Example classifier on Numerai data using a logistic regression classifier. To get started, install the required packages: pip install pandas, numpy, sklearn


In [10]:
import pandas as pd
import numpy as np
from sklearn import metrics, preprocessing, linear_model

Set paths to the Data


In [11]:
dirRawData = '/home/john/Projects/RepoNumerAI/data/raw/numerai_datasets/19_03_2017/'
dirOutputData = '/home/john/Projects/RepoNumerAI/data/processed/'

In [12]:
# Set seed for reproducibility
np.random.seed(0)

print("Loading data...")

# Load the data from the CSV files
training_data = pd.read_csv(dirRawData + 'numerai_training_data.csv', header=0)
prediction_data = pd.read_csv(dirRawData + 'numerai_tournament_data.csv', header=0)


Loading data...

Transform the loaded CSV data into numpy arrays


In [13]:
Y = training_data['target']
X = training_data.drop('target', axis=1)
t_id = prediction_data['t_id']
x_prediction = prediction_data.drop('t_id', axis=1)

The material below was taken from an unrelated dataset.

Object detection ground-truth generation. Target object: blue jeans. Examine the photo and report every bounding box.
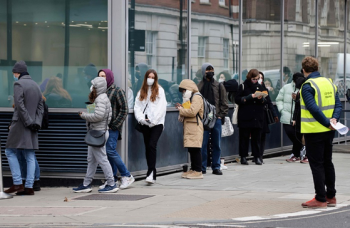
[5,148,35,188]
[106,130,130,178]
[201,119,222,172]
[17,150,40,181]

This is your model that will learn to predict


In [14]:
model = linear_model.LogisticRegression(n_jobs=-1)

print("Training...")
# Your model is trained on the numerai_training_data
model.fit(X, Y)


Training...
Out[14]:
LogisticRegression(C=1.0, class_weight=None, dual=False, fit_intercept=True,
          intercept_scaling=1, max_iter=100, multi_class='ovr', n_jobs=-1,
          penalty='l2', random_state=None, solver='liblinear', tol=0.0001,
          verbose=0, warm_start=False)

In [15]:
print("Predicting...")

# Your trained model is now used to make predictions on the numerai_tournament_data
# The model returns two columns: [probability of 0, probability of 1]
# We are just interested in the probability that the target is 1.
y_prediction = model.predict_proba(x_prediction)
results = y_prediction[:, 1]
results_df = pd.DataFrame(data={'probability':results})
joined = pd.DataFrame(t_id).join(results_df)


Predicting...

In [16]:
print("Writing predictions to predictions.csv")
# Save the predictions out to a CSV file
joined.to_csv(dirOutputData + "predictions.csv", index=False)

# Now you can upload these predictions on numer.ai


Writing predictions to predictions.csv

In [ ]: